ECLI:NL:RBGEL:2024:3110

Rechtbank Gelderland

Datum uitspraak
10 april 2024
Publicatiedatum
24 mei 2024
Zaaknummer
10686890
Instantie
Rechtbank Gelderland
Type
Uitspraak
Rechtsgebied
Civiel recht; Verbintenissenrecht
Procedures
  • Verstek
Rechters
Vindplaatsen
  • Rechtspraak.nl
AI samenvatting door LexboostAutomatisch gegenereerd

Vonnis inzake persoonlijk krediet en vertragingsvergoeding na opeising

In deze zaak heeft de kantonrechter van de Rechtbank Gelderland op 10 april 2024 uitspraak gedaan in een verstekprocedure tussen INTRUM NEDERLAND B.V. als eisende partij en twee gedaagde partijen die niet zijn verschenen.

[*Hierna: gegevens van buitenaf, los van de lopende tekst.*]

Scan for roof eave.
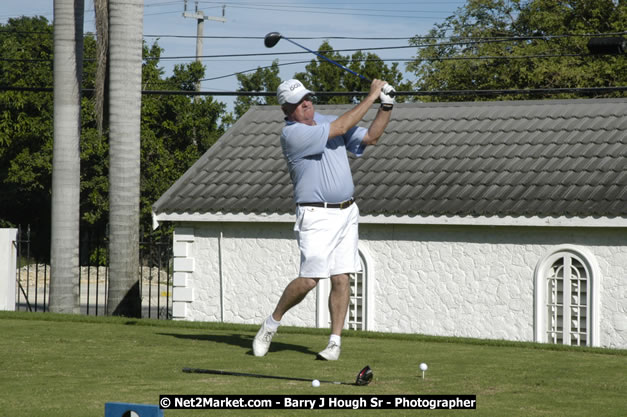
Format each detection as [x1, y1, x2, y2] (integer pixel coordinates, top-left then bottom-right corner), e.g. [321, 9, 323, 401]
[153, 212, 627, 228]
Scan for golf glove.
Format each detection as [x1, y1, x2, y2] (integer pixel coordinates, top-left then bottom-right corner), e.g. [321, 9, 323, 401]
[379, 84, 396, 110]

De eisende partij, vertegenwoordigd door Incassobureau Fiditon B.V., vorderde betaling van een bedrag van € 12.500,00, vermeerderd met wettelijke rente, op basis van een kredietovereenkomst die op 9 september 2002 was gesloten met de rechtsvoorganger van de eisende partij. De gedaagde partijen waren consumenten en hadden een overeenkomst van doorlopend krediet met de Twentsche Voorschotbank B.V.

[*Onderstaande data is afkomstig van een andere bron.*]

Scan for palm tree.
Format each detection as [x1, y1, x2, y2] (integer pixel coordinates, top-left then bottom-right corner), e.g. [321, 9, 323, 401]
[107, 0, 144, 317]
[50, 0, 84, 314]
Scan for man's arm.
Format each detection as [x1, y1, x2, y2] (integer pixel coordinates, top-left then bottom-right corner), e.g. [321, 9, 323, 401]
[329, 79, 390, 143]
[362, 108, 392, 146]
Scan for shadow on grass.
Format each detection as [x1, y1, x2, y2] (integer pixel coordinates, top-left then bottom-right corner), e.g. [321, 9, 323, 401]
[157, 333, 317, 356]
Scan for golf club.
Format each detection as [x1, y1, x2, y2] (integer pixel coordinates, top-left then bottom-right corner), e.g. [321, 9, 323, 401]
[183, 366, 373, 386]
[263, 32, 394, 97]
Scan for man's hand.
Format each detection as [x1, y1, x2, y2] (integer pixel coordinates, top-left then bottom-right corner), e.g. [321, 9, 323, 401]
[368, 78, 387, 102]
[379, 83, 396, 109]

De kantonrechter heeft vastgesteld dat de gedaagde partijen niet in de procedure zijn verschenen en dat de eisende partij haar vordering had beperkt tot € 12.500,00. De rechter heeft de vordering toegewezen, maar heeft ook overwogen dat de eisende partij onvoldoende onderbouwing heeft gegeven voor het gevorderde bedrag en dat de vertragingsvergoeding na opeising niet in rekening kon worden gebracht. De kantonrechter heeft de gedaagde partijen hoofdelijk veroordeeld tot betaling van het toegewezen bedrag, evenals de proceskosten, die zijn begroot op € 1.315,96.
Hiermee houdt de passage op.